What also helped me understand and accept why I was hit with a number of autoimmune disorders. Several years ago I sent my saliva to 23andme and got back results telling me that I was mostly Eastern European (obvious to me) and Balkan (was a surprise). Also that I had increased risk of developing age-related macular degeneration. I thought this was irrelevant to my symptoms and I did not open 23andme again for a while. I logged in a few months ago and the website had been updated, there was a new result – Celiac Disease.

23andme_1

From 23andme – the variant tested is a change from a C to a T in the DNA sequence of the HLA-DQA1 gene. The rs2187668 marker is a tag SNP for the HLA-DQ2.5 haplotype.

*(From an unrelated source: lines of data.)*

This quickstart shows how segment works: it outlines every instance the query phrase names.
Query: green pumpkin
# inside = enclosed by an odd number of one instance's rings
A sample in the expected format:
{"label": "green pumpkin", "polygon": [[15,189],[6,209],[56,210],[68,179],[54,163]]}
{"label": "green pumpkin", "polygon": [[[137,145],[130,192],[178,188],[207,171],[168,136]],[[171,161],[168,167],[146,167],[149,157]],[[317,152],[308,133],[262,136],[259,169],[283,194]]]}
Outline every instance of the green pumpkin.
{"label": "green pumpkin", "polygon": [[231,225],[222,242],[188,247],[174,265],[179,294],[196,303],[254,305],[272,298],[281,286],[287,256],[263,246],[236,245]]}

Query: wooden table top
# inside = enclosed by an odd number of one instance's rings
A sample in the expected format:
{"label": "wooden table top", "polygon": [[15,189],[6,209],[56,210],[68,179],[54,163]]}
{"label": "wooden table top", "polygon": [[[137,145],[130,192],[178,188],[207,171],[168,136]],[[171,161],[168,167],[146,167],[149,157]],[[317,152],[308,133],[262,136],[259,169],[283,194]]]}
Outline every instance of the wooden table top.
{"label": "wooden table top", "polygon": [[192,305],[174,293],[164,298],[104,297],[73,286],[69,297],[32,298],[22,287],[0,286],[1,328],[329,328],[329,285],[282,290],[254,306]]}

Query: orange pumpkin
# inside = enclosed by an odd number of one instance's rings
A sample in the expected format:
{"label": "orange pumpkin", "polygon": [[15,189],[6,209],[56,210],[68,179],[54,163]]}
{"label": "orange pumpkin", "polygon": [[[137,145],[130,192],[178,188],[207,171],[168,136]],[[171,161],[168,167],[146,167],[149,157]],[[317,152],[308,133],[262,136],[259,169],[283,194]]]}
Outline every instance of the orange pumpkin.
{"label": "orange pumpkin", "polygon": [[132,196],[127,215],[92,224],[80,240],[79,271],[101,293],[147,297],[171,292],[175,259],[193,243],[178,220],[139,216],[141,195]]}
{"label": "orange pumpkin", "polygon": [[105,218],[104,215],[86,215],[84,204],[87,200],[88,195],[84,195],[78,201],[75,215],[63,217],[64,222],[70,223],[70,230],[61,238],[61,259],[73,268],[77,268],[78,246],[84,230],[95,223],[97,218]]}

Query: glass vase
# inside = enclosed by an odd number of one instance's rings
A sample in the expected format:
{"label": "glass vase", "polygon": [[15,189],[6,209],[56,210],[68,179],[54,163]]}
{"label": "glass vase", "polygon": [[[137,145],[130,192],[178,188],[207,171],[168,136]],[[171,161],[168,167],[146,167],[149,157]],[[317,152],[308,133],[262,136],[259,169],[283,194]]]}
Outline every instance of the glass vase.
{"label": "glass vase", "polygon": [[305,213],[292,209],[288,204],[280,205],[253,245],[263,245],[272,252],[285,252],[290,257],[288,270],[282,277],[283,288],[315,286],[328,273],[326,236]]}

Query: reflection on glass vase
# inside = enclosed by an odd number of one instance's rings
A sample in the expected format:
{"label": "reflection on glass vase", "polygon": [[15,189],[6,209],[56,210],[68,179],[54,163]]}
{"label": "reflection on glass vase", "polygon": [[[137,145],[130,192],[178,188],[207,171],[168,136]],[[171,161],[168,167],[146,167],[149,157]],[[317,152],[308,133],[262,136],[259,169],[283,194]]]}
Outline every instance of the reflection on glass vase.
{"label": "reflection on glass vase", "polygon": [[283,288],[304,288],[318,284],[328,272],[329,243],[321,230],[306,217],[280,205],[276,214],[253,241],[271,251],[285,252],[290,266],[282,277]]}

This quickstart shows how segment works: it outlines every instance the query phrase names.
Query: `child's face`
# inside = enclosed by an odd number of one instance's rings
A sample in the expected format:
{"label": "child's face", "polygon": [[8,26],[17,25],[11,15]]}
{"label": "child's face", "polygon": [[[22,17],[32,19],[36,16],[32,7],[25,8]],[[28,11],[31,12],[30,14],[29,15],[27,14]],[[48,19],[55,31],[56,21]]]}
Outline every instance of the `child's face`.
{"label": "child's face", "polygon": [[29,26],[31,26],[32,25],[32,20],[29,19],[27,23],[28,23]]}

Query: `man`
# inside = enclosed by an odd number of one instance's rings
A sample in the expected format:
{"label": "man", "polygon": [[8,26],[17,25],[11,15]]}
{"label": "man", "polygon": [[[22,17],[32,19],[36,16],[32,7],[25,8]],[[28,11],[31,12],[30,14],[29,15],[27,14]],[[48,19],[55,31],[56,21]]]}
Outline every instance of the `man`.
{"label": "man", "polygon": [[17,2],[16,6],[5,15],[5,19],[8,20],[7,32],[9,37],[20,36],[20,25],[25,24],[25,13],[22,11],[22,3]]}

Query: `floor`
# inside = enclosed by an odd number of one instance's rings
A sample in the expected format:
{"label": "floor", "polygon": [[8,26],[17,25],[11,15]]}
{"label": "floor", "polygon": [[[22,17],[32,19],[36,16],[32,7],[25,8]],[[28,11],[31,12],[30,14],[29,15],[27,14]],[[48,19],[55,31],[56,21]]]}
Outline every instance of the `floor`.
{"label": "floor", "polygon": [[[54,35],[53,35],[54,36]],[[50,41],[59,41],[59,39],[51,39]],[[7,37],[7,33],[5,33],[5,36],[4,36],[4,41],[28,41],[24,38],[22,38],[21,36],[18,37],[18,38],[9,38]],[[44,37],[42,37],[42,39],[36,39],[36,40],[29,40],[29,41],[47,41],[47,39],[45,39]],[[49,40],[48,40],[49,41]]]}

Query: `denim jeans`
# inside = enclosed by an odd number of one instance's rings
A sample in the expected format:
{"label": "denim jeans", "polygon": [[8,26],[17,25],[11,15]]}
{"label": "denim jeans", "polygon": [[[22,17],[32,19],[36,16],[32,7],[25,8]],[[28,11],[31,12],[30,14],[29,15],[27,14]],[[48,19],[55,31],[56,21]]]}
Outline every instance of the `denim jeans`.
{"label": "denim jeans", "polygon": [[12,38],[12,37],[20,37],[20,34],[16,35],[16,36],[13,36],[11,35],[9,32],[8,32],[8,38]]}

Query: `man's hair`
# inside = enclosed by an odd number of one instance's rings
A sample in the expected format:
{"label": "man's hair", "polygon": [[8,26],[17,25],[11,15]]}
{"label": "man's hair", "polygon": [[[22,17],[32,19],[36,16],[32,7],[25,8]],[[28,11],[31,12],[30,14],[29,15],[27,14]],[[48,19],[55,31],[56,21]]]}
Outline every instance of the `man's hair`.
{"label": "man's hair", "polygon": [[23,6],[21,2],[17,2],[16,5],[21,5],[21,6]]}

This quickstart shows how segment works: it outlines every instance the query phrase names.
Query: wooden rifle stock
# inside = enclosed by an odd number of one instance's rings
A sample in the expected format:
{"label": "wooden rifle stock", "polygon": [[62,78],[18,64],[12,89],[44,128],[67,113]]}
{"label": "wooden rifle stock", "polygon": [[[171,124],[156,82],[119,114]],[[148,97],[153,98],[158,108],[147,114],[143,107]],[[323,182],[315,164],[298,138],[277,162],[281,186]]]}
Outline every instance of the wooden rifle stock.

From Wiki: DQ2.5 and the linked DR3 are associated with probably the greatest frequency of autoimmune occurrence relative to any other haplotypes. The haplotype is positively associated with coeliac disease, dermatitis herpetiformis, juvenile diabetes, Lambert-Eaton myasthenic syndrome (LEMS), Sjögren’s syndrome, and autoimmune hepatitis (although significant proportion of the risk is secondary to coeliac disease). DR3 and/or DQ2.5 are linked to the following diseases: Moreen’s ulceration, “bout onset” multiple sclerosis, Grave’s disease and systemic lupus erythematosus.

I can’t say that I felt great when I read this, but I was able to say to myself – “now I understand”. I was not unlucky to have an onset of autoimmune encephalitis, a very rare disease, I am unlucky to carry this genetic mutation, but given this mutation, coeliac disease and encephalitis are not so unlikely. How to use this information? I printed out my test results and handed them to my family doctor and my neuropsychiatrist. There is a difference between a one in a lifetime occurrence of brain inflammation after some virus and being genetically predisposed to multiple autoimmune diseases. Unfortunately it is the second case for me and I want to make sure that doctors are aware of this.

Another genetic mutation listed in my 23andme results is Gene: CFH. The variant tested is a change from a T to a C in the DNA sequence of the CFH gene. It results in a version of the complement factor H protein that may not be able to regulate the immune system as well. I have read about this mutation and did not find that much information, but it does mention that it also affects immune system regulation. Perhaps it is the combination of the two mutations – in the HLA and CFH genes that for me lead to development of several autoimmune diseases. Research and time will tell us more.